Berin sapeva che non se la sarebbe cavata con una bugia del genere. Decise invece di cercare la tattica che avrebbe potuto funzionare: l’onestà. “Sono qui per vedere mia figlia.”
Sentì Varo inspirare l’aria tra i denti. “Ah, questo è difficile.”
Cassio annuì. “L’ho vista combattere nell’arena l’altro giorno. Piccolina ma forte. Ha ucciso un orso spinoso e un combattente. Combattimento duro comunque.”
Il cuore di Berin gli si strinse nel petto all’udire quelle parole. Facevano combattere Ceres nell’arena? Anche se sapeva che era il suo sogno combattere lì, questo non gli appariva la miglior realizzazione di quel desiderio. No, era qualcos’altro.
“Devo vederla,” insistette Berin.
Varo piegò la testa di lato. “Come ti ho detto, è difficile. Nessuno entra a vederla adesso. Ordini della regina.”
“Ma io sono suo padre,” disse Berin.
Cassio allargò le braccia. “Non c’è molto che possiamo fare.”
Berin pensò rapidamente. “Non molto che puoi fare? È questo che io ho detto quando avevi bisogno di rifare l’impugnatura della tua lancia prima che il capitano vedesse che l’avevi rotta quella volta?”
“Abbiamo detto che non ne avremmo parlato,” disse la guardia con sguardo preoccupato.

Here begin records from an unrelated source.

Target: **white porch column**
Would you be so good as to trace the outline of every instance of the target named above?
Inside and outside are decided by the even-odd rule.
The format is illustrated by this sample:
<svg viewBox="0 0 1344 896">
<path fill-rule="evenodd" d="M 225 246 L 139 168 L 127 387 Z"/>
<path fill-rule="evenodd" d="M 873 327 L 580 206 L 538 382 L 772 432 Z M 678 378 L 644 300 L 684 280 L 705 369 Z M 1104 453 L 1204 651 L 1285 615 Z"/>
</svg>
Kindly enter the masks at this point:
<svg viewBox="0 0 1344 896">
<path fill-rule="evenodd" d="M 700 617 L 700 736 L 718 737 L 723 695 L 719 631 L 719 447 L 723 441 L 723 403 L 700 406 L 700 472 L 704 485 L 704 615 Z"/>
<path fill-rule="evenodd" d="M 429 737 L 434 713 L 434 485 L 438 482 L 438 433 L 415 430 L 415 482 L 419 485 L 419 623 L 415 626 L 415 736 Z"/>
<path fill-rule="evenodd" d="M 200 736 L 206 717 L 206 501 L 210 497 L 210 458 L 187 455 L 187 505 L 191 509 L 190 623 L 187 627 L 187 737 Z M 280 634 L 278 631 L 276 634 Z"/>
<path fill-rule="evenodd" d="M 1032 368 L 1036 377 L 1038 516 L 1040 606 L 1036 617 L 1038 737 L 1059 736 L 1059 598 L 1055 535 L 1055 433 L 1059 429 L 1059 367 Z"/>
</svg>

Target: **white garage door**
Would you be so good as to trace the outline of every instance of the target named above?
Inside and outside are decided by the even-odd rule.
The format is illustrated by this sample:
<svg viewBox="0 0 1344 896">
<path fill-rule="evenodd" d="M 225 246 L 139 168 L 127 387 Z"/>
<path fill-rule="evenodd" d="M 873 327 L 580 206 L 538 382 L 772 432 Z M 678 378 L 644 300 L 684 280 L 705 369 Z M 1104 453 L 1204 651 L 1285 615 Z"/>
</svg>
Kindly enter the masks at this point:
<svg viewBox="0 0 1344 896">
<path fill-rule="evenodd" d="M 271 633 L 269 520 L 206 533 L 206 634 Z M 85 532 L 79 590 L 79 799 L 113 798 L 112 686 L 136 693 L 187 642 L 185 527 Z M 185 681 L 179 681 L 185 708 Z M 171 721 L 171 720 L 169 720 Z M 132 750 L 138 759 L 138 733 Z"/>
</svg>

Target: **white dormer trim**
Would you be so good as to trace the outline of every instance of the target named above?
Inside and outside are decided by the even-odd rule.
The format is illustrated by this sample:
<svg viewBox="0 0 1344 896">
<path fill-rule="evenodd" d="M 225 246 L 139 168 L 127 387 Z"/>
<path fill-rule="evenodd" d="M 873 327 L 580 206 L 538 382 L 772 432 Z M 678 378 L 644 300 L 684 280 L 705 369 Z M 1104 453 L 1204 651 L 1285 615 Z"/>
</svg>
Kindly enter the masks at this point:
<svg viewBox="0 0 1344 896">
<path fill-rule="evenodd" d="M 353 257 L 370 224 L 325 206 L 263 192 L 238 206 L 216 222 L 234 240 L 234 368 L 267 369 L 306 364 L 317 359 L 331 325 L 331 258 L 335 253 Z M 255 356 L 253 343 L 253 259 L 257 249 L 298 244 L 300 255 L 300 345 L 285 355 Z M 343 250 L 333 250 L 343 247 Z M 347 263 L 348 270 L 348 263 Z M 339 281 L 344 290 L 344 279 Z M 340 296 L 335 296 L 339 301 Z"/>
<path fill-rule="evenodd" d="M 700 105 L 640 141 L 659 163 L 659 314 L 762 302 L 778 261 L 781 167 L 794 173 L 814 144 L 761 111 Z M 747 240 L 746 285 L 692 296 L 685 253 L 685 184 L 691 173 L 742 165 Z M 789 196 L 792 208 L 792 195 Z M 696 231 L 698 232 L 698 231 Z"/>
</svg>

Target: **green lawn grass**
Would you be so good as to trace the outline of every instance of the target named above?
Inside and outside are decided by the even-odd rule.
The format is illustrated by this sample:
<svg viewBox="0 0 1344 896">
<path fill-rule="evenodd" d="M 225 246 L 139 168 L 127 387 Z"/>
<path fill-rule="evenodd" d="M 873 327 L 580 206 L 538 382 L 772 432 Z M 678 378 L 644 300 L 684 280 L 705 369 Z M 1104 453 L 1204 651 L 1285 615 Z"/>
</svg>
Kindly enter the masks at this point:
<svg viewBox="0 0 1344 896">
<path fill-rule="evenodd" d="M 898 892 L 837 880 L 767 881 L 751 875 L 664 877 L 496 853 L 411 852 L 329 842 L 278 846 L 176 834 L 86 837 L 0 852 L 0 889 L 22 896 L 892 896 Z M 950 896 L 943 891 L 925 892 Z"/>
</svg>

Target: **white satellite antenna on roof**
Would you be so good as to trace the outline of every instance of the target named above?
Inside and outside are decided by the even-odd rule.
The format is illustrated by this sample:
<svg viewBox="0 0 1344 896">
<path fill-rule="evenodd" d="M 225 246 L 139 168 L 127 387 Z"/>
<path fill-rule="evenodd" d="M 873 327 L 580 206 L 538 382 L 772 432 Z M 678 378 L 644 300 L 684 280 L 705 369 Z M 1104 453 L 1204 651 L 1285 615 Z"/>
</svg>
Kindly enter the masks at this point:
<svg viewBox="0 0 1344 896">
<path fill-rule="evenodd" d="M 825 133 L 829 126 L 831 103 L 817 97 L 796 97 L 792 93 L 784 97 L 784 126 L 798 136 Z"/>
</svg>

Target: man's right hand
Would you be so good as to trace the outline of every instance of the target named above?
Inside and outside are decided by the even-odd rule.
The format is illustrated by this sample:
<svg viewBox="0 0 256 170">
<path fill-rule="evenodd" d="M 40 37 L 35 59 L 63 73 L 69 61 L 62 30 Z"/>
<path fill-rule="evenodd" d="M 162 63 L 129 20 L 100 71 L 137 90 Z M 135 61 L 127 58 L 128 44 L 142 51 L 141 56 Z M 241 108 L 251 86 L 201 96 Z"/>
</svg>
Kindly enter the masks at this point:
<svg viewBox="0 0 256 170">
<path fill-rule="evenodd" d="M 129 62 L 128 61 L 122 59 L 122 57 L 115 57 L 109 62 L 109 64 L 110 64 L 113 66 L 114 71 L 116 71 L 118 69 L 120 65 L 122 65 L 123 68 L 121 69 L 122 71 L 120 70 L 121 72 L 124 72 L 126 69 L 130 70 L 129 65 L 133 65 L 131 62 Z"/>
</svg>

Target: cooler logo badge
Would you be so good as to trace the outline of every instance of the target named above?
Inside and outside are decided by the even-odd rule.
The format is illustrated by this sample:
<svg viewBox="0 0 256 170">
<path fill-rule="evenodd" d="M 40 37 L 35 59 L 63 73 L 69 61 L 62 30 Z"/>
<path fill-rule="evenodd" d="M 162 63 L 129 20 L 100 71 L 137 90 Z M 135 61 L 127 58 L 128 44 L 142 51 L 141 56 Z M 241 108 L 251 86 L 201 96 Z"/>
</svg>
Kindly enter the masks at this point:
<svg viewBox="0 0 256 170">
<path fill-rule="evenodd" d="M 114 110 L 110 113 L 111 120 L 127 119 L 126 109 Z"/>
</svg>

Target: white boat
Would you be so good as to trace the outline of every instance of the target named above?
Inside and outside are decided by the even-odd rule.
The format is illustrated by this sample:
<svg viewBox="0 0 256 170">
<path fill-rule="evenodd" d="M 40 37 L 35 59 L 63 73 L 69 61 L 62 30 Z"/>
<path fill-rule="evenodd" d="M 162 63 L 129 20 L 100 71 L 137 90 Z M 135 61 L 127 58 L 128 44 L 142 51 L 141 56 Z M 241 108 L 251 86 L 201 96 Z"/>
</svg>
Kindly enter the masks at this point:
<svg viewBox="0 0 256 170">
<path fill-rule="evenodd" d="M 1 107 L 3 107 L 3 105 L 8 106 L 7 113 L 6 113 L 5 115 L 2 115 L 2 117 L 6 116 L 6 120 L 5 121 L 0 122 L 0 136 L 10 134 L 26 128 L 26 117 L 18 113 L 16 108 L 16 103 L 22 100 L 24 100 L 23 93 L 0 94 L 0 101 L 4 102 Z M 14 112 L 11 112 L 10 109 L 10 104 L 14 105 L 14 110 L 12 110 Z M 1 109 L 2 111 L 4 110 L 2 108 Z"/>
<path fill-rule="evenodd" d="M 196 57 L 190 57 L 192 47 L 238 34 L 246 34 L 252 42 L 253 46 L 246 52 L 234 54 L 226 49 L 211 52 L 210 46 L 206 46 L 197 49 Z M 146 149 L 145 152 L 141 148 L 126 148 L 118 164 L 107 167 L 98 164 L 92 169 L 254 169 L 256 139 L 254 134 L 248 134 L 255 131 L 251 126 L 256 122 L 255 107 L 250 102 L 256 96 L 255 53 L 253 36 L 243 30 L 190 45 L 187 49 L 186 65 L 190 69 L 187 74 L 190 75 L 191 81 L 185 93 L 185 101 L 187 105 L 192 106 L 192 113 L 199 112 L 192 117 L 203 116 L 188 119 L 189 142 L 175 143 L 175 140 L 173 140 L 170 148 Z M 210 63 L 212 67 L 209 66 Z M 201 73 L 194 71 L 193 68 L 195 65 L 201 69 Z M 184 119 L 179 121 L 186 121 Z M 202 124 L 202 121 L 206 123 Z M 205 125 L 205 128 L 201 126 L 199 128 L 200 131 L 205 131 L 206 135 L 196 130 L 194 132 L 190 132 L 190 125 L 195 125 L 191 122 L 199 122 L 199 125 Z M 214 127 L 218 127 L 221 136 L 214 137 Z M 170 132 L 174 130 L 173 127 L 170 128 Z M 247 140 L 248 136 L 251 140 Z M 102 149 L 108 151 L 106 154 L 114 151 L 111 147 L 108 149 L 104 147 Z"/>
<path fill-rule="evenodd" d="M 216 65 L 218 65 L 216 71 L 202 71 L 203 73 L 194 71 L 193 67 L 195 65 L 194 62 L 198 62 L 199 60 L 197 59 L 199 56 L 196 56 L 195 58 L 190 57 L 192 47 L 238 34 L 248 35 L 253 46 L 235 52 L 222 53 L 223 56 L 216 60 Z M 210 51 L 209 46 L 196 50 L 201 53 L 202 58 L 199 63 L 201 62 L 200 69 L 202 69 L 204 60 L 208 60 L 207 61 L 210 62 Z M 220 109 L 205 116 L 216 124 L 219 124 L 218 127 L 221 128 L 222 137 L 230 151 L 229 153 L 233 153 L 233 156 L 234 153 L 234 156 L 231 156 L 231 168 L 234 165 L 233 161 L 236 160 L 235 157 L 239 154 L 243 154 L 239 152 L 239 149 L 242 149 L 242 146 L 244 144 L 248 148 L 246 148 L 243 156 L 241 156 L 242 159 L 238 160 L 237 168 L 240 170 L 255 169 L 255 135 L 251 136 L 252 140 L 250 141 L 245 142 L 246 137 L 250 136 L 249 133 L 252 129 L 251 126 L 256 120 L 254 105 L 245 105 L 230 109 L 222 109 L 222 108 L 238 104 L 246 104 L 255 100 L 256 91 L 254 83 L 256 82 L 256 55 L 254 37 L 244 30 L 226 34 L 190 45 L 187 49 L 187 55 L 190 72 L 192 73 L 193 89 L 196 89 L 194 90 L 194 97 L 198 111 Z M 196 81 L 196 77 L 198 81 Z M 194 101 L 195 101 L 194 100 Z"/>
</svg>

“E tu, Varo?” continuò Berin insistendo prima che gli altri potessero decidere di buttarlo fuori. “Ho detto che era difficile quando volevi una spada che andasse bene per la tua mano piuttosto che quelle fornite dall’esercito?”
“Beh…”
Berin non si fermò. La cosa importante era continuare in avanti, contro le loro obiezioni. No, la cosa importante era vedere sua figlia.
“Quante volte il mio lavoro vi ha salvato la vita?” gli chiese. “Varo, mi hai raccontato tu la storia di quel bandito che il tuo scaglione inseguiva. Quale spada hai usato per ucciderlo?”
“La tua,” ammise Varo.
“E tu Cassio, quando volevi tutta quella filigrana sui tuoi schinieri per fare colpo su quella ragazza che poi hai sposato, da chi sei andato?”
“Da te,” rispose Cassio. Berin lo vide pensieroso.
“E questo prima che arrivassimo ai giorni in cui vi seguivo dappertutto nella campagna,” disse Berin. “E poi…”
Cassio sollevò una mano. “Va bene, va bene. Abbiamo capito. La stanza di tua figlia è più su. Ti facciamo vedere la strada. Ma se qualcuno di chiede qualcosa, ti stiamo semplicemente portando fuori dall’edificio.”
Berin dubitava che qualcuno avrebbe chiesto, ma adesso non aveva importanza. Solo una cosa contava. Stava per vedere sua figlia. Seguì i due lungo i corridoi del castello, arrivando alla fine a una porta sbarrata e chiusa da fuori con un lucchetto. Dato che la chiave si trovava nella serratura, la girò.